The next logical evolution is writing a bot that responds with "yes" and some BOFH-style explanation in your stead when securitybot comes asking.

Which is my way of saying that those automatic queries will likely start to annoy folks very soon, and they'll find a way not to deal with them.


I could get on board with BOFH mad libs.


Interesting timing given that Netflix announced an open source security offering of their own: http://techblog.netflix.com/2017/02/introducing-netflix-stet...



If I am reading this correctly, I'm a little surprised that Dropbox is sending their security problems through another company's (Slack's) chat system.


I think that once you make then decision to use another companies chat system, you have to recognize that just about any information might end up on it.

I can't imagine trying to educate users (outside of an environment in which this thinking is normal) about what can and cannot go over which medium.

The realtime(ish) notifications and questions that they describe in the blog post seem relatively benign compared to say, product planning discussions.

Disclaimer: I used to work at Dropbox and know the individuals involved


Netflix uses another companies infrastructure (AWS), and I'd suspect another company for source control.

Most of the world is doing this now.
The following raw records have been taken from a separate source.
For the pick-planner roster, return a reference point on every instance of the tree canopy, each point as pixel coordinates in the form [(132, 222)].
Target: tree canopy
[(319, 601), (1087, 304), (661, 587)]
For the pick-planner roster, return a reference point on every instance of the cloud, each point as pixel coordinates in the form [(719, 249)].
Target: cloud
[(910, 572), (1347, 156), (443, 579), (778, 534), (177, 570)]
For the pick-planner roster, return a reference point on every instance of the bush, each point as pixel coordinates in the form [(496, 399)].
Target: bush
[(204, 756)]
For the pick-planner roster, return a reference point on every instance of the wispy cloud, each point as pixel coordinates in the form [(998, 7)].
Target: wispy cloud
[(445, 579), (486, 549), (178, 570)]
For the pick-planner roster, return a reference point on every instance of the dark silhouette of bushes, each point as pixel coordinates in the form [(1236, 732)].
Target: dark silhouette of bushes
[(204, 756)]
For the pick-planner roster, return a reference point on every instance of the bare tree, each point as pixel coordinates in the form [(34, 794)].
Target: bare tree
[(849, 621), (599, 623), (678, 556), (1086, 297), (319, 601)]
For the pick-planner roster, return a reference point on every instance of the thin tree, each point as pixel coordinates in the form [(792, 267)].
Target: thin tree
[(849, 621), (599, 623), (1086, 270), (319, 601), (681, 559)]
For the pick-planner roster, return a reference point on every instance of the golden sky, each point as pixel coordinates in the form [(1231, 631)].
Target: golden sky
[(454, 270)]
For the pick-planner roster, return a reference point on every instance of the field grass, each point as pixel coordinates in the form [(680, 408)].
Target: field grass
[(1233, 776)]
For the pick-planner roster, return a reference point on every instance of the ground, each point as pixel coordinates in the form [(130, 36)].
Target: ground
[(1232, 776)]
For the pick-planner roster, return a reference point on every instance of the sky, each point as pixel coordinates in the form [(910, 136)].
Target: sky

It's cheaper, easier and in most cases more secure.


That was my concern too. What are the security aspects behind it?


Everyone uses Gmail & Hangouts, and no one bats an eye.


The sql executes they are using build queries with "%s" instead of using ? parameters. I guess they foresee that those scripts only see friendly data but it's better to be safe than sorry and protect against sql injection from day 1.

Example https://github.com/dropbox/securitybot/blob/master/plugins/s...


I work on the security engineering team at Dropbox, and help manage our open source programmes.

Note that we aren't doing ``.format()`` or ``%``, but passing the fill text as the second parameter to ``.execute()`` — this is the correct way to protect against SQLi using MySQLdb.

I actually mistakenly thought this was SQLi when I was reviewing this code for release. Unfortunately, the MySQLdb documentation doesn't make that obvious.

See http://stackoverflow.com/a/7929438


This is very interesting. I worked on a similar project, but somewhat different. It's a Slack bot that monitors your Slack channels for indicators (IPs, URLs, files, etc.) and alerts you to possible threats, such as phishing attacks. Your Slack channel is as good an attack vector as anything else.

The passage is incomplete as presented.